Choose your own adventure: Time loops in Central Asian economy, mobility, and urbanism

Michael Frachetti, PhD
Professor, Department of Anthropology
Director/PI: Spatial Analysis, Interpretation, and Exploration (SAIE) laboratory
Washington University in St. Louis
Central Eurasia provides a rich opportunity to examine long-term fluctuations in socio-environmental behaviors and decision making that shaped its economic and socio-political landscapes from prehistoric to historic times.
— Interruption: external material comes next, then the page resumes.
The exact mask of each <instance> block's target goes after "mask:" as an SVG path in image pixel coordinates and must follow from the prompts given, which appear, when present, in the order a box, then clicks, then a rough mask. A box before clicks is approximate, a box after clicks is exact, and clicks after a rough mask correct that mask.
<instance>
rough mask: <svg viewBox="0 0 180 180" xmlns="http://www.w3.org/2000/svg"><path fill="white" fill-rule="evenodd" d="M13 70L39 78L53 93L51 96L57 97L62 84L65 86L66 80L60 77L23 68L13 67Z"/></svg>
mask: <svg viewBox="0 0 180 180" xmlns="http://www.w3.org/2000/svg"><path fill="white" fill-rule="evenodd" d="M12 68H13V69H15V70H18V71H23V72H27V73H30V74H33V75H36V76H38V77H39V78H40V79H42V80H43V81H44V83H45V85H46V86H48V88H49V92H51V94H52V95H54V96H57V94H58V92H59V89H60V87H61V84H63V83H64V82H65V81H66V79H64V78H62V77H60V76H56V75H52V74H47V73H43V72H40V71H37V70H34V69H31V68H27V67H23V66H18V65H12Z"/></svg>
While many regional archaeologies are presented through implicitly teological frameworks such as the “rise of complexity” or “transition to agriculture”, ancient societies of the Eurasian steppe exhibited diversified adaptations that show reversible and stochastic patterning related to time-specific integrations of environmental resources, economic and genetic networks. Coallesence of power and influence, materialized through mobility and urban aggregation, ebbed and flowed alongside durable channels of interaction and participation. Offering a whimsical approach to “choose your own adventure” this lecture invites the audience to participate in a deep-time exploration of various economic and institutional realizations across more than 5000 years of Eurasian archaeology, exposing time-loops and non-uniform complexities within the mechanics of mobility, exchange, urbanism and other material transitions evident in the region’s archaeological past.